In Ina Fried's article Microsoft's 'big bang' could be its last, I couldn't disagree more with Gartner fellow Tom Bittman's comment that Windows XP (or any other Microsoft product) is "stuck in the weeds..."
Windows XP SP2 is NOT the same product today that Windows XP was in 2000. It is dramatically improved -- more stable, more security conscious, more reliable -- though not generally more feature-rich.
The problem for Microsoft is not that Vista will come out five years after XP was first released. The problem is that Microsoft does not make any money off of interim releases (Service Packs), so it must make up those upgrade costs on pricey retail sales and on OEM sales of new systems. The enterprise balked at Software Assurance and customers constantly complain about the high cost of upgrades.
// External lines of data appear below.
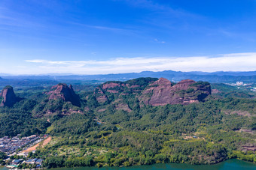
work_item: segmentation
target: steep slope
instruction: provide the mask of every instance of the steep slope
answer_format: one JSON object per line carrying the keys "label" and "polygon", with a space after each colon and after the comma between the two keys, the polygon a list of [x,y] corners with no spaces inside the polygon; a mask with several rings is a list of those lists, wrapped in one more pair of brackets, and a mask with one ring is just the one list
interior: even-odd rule
{"label": "steep slope", "polygon": [[151,106],[199,103],[209,94],[211,86],[209,82],[185,79],[173,85],[164,78],[139,78],[123,82],[107,82],[94,91],[100,103],[113,103],[123,100],[123,98],[135,97],[140,104]]}
{"label": "steep slope", "polygon": [[20,98],[15,95],[14,88],[11,85],[5,86],[2,91],[0,96],[3,98],[0,106],[13,106],[17,102],[20,100]]}
{"label": "steep slope", "polygon": [[209,94],[209,83],[184,79],[172,86],[168,79],[160,78],[142,92],[140,101],[151,106],[189,104],[203,101]]}
{"label": "steep slope", "polygon": [[80,98],[73,90],[72,85],[69,87],[64,83],[59,83],[51,88],[51,91],[47,93],[49,100],[61,99],[65,102],[71,102],[72,105],[80,106]]}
But what about the competition?
Like Windows XP, the last four releases of Mac OSX (that's 10.1, 10.2, 10.3, and now 10.4) were virtually identical (feature-wise) to the original and yet EACH required a new license -- and, in many cases, applications software upgrades. In contrast, over that same period, Windows XP Service Pack 1 and SP2 were released (along with a long list of security and performance updates) and all were free. No one complained about the cost of the Mac OS X upgrades -- but Microsoft didn't lose any market share to Apple during that period either.
Yes, Microsoft would benefit financially from fewer "service packs" and more frequent "featureless upgrades" and the associated license fees but, in the end, the consumer and the enterprise would spend more money and the enterprise would be even more reticent to upgrade between releases.
So what about the Linux factor?
Well, I am not so sure that Linux is any more feature-rich today than it was when Windows XP shipped either, but I do know that the retail prices of fully supported Linux servers and clients are about the same as those from Microsoft So where are those disgruntled Microsoft customers going to go to get all those new features?
It would certainly be to Microsoft's advantage to be able to deliver more features at a faster pace in order to generate customer interest in upgrading (and thus spending more money), but perhaps right now Microsoft needs to be paying more attention to those markets where they fall short -- not on the desktop but in the server room.
If Microsoft wants to stay on top, they need to be able to compete for the lucrative server business. They don't need to add features. They need to improve performance so they can truly compete with UNIX on the high-end of the TCO scale and with Linux on the low-end of the TCO scale.
Ease of use goes a long way when dealing with the consumer -- but price-performance is a far more valuable commodity to the enterprise than low upfront costs or pretty new bells and whistles.